Cai Yong turned to his student Zhong Yao, who sighed and said, “It has recently come to my master’s attention that they wish certain key phrases in the teachings of Mister Kong Rong’s esteemed ancestor to be ‘reinterpreted’, primarily so that certain acts of ‘self-progression in society’ that are currently seen as immoral or unjust are no longer seen thus.”

Damn them!” Zheng Xuan cried.
“Is this evil nonsense really true?” the sickly elder official Yang Si exclaimed.
“Confucius’ words are to be as sacred as the throne of Heaven!” one thin, sunken-eyed young scholar cried. “Master Yang is right: how dare they do this evil thing!”
“Mister Yang and my friend Mister Wang Lang are both right,” Kong Rong said. “I could not put it better myself, even though it as a personal affront to me as well as a crime against the state.”
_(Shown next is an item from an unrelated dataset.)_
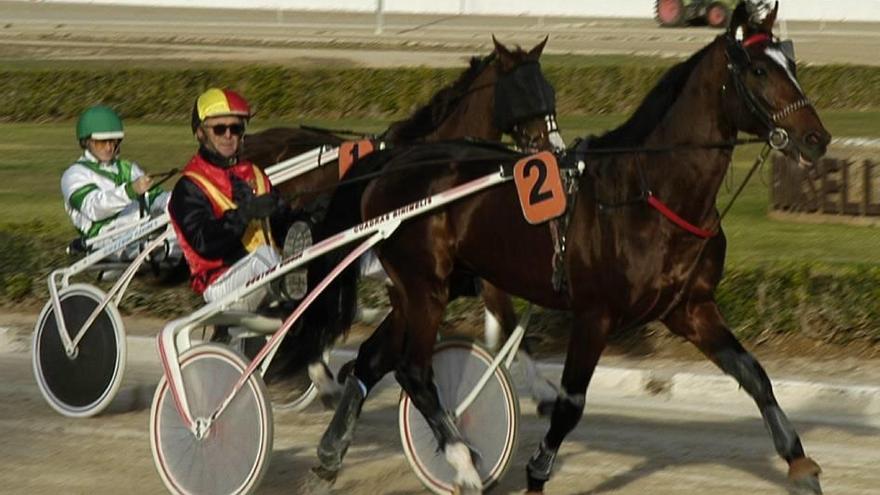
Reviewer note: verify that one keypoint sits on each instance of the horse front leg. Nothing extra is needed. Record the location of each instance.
(702, 324)
(585, 345)
(376, 357)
“They do not stop there, as I said,” Cai Yong said sadly. “Certain aspects of history are to be changed, recent and far-off; the position and achievements of key figures are to be raised, lowered and reattributed as they see fit… certain songs and plays will be edited, or quietly banned altogether… books will also be changed, or disappear… and ancestors of the perpetrators will be given new and more exciting contributions to the founding and sustaining of the empire, which is perhaps the most ironic and preposterous thing of all, since these fools will be its ruin.”
Kong Rong shook his head and said, “We will be left with a mockery of humanity, all of our achievements laid waste for the sake of a few greedy opportunists.”
“Is there nothing that we can do to prevent this?” Wang Lang asked.
“That is why we are here,” Cai Yong replied. “They can break and burn bamboo, they can tear and burn paper… but what can a man easily do against stone…?”
The gathering murmured thoughtfully.